1日目の「脳と社会の共創を科学する」にテーマがおかれた4領域合同シンポジウムでは、ヒトの社会行動や疾患を各研究者独自の様々な視点から掘り下げ、その分子的、生理学的原因、責任領域を理解しようとする試みが紹介されました。
「『個性』創発脳」領域からは、名古屋大学の上田(石原)奈津実公募代表が「空間弁別の分子・細胞学的基盤」について、東北大学の鈴木真介公募代表が「他者との駆け引きの神経基盤」について発表し、建設的かつ活発な議論を牽引しました。特に、意思決定は個人的な好みに加え、他者の行動、頑固さを含めた要素によって決定されるという研究は興味深く、「個性」はそれを取り囲む社会性により影響を受けるという要素をも重要であると感じられました。シンポジウムの最後には、本領域の大隅典子代表(東北大学)や、岡ノ谷一夫先生(東京大学)、中原裕之先生(理化学研究所)、田中沙織先生(ATR脳情報通信総合研究所)から講評をいただきました。

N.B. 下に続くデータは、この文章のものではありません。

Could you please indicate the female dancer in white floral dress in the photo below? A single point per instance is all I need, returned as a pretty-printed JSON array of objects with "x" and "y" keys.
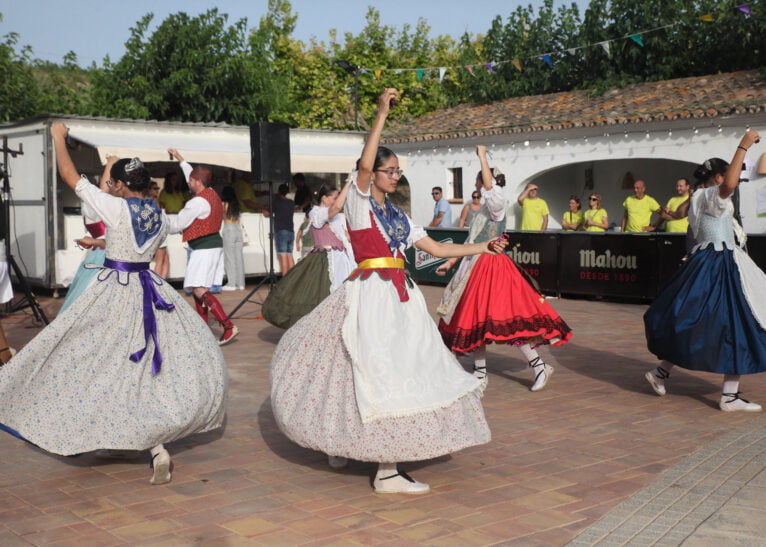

大隅、岡ノ谷先生両先生からは、それぞれの発表がどの領域でも通用する、逆に言えば各研究領域の発表にもう少し領域の特色が欲しいとの要望を受けました。ミクロからマクロまでの研究情勢の中で、未開拓の何を研究対象とし、どのようなアプローチで解析するかについて考えさせられる講評をいただきました。ポスター発表では、大学院生を含む若手から計画、公募研究の班員の先生方まで、多くの研究者が活発な意見交換を行なっていました。システム科学から、分子生物学、行動学までが一つの部屋に集い、研究テーマの垣根を越えて情報を交換する様は、今後の科学のあり方を象徴しているように感じました。本領域からは、福島穂高、櫻内華恵、石川理絵(東京農業大学)、白石椋(国立精神・神経医療研究センター)(全て敬称略)がポスター賞を受賞しました。

2日目は「次世代脳」実行委員会企画プログラムで、先端技術基盤支援プログラム紹介と脳科学関連の新学術領域研究紹介、さらに「攻める脳科学 ~脳を見る・脳を変える~」と題したAMED、CREST共催の企画もありました。発表内容は、世界最先端の圧倒的な研究成果であり、研究室に戻ってから皆につたえると大変好評を得ました。さらに3日目は他領域の若手合同シンポジウムに参加し、才気あふれる若手研究者の膨大な研究と興味深い研究成果を聞くことができました。冬のシンポジウムを通して良質の楽しい研究を聞かせていただいたと感じており、次回もこの機会に参加できたらと思っております。